Georg eine weitere Erstaufnahmestelle geben. Der Freistaat sei 
regelrecht überrollt worden, so Klein. Dadurch gerate man in Verzug. 
"Wir sind froh, dass wir den Menschen ein Dach über dem Kopf anbieten 
können."
 In der 20000 Quadratmeter großen Halle leben momentan 1800 
Menschen. Damit ist die Unterkunft mit etwa 100 Personen überbelegt. 

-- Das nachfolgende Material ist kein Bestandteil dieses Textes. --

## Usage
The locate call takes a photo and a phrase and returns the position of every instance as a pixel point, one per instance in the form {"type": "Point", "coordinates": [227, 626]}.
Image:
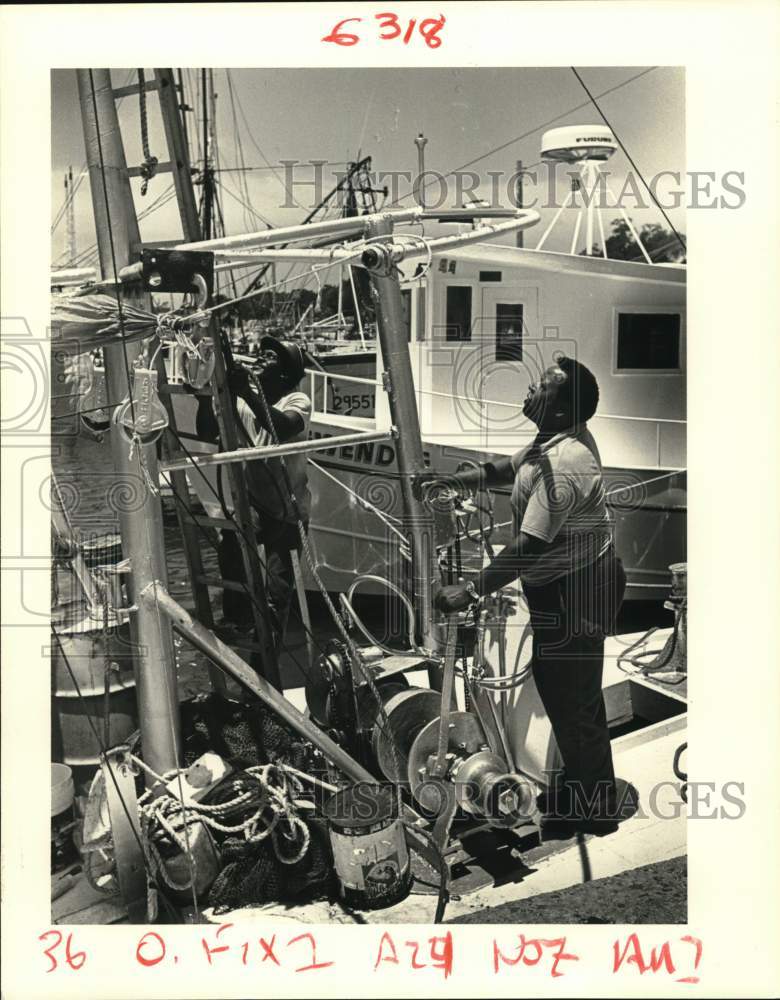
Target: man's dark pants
{"type": "Point", "coordinates": [278, 538]}
{"type": "Point", "coordinates": [570, 617]}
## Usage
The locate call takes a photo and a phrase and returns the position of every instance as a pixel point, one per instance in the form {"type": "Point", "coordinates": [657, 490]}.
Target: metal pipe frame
{"type": "Point", "coordinates": [273, 451]}
{"type": "Point", "coordinates": [141, 524]}
{"type": "Point", "coordinates": [290, 234]}
{"type": "Point", "coordinates": [419, 524]}
{"type": "Point", "coordinates": [356, 225]}
{"type": "Point", "coordinates": [522, 220]}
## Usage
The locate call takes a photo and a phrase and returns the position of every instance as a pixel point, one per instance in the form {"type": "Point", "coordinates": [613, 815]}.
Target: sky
{"type": "Point", "coordinates": [466, 115]}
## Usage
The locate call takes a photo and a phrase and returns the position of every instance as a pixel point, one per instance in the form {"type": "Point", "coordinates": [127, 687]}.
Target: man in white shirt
{"type": "Point", "coordinates": [572, 579]}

Nicht alle haben einen Platz in einer der rund 200 Kabinen bekommen, die
 für die Menschen der einzige Rückzugsort sind. "Das wollen wir so 
schnell wie möglich ändern", erklärt die Campmanagerin. Auch 
Spielbereiche für die 300 bis 400 in der Halle lebenden Kinder mussten 
neuen Schlafstätten weichen. Die Bewohner haben viele der etwa 35 
Quadratmeter großen Kabinen provisorisch mit Laken oder zerschnittenen 
Plastiktüten verhängt, um Privatsphäre zu schaffen. Richtige Türen seien
 wegen des Brandschutzes nicht möglich, heißt es.
  Seit Montag hat 
das DRK eine tägliche Ärzte-Sprechstunde in einer Art Krankenstation, 
dem "Medi-  point", eingerichtet. Dass Flüchtlinge mit ihren Problemen 
allein gelassen werden, käme nicht vor. Gegenüber LVZ.de hatte ein Mann 
erklärt, seine Kinder wären nicht behandelt worden. "Ich war bei den 
Ärzten, aber sie haben uns weggeschickt", so der Syrer. Der Ausschlag 
war bei zwei seiner Söhne deutlich zu sehen. 
 "Ich kann nicht 
verstehen, woher diese Diskrepanzen kommen", entgegnet  Reiko Pöschl, 
Koordinator vom DRK. "Letztlich ist es eine Entscheidung des Arztes, wie
 behandelt wird." Möglichen sei aber, dass es bei der Übersetzung 
zwischen Arzt und Patient zu Missverständnissen gekommen ist. Neben fünf
 festangestellten Übersetzern arbeiten Ehrenamtliche, um Farsi, Kurdisch
 oder Persisch zu dolmetschen. 
 Mehr als die Hälfte der Menschen vor
 Ort kommt aus Syrien. Die anderen seien vor allem Pakistani, Afghanen, 
Inder. Um Konflikte zu vermeiden, wurden die Bewohner in der Halle nach 
Nationalitäten separiert. "Die Stimmung ist momentan aber sehr gut", 
erklärt Rößler. Kleine Rangeleien zwischen Flüchtlingen kommen vor, 
größere Vorfälle habe es nicht gegeben. 
  Wie Messesprecher Steffen 
Jantz erklärt, müssen die Flüchtlinge Mitte Dezember in eine kleinteilig
 gegliederte Unterkunft umziehen. Auf knapp 40000 Quadratmetern 
Freifläche der Messe sollen temporäre, winterfeste Quartiere entstehen.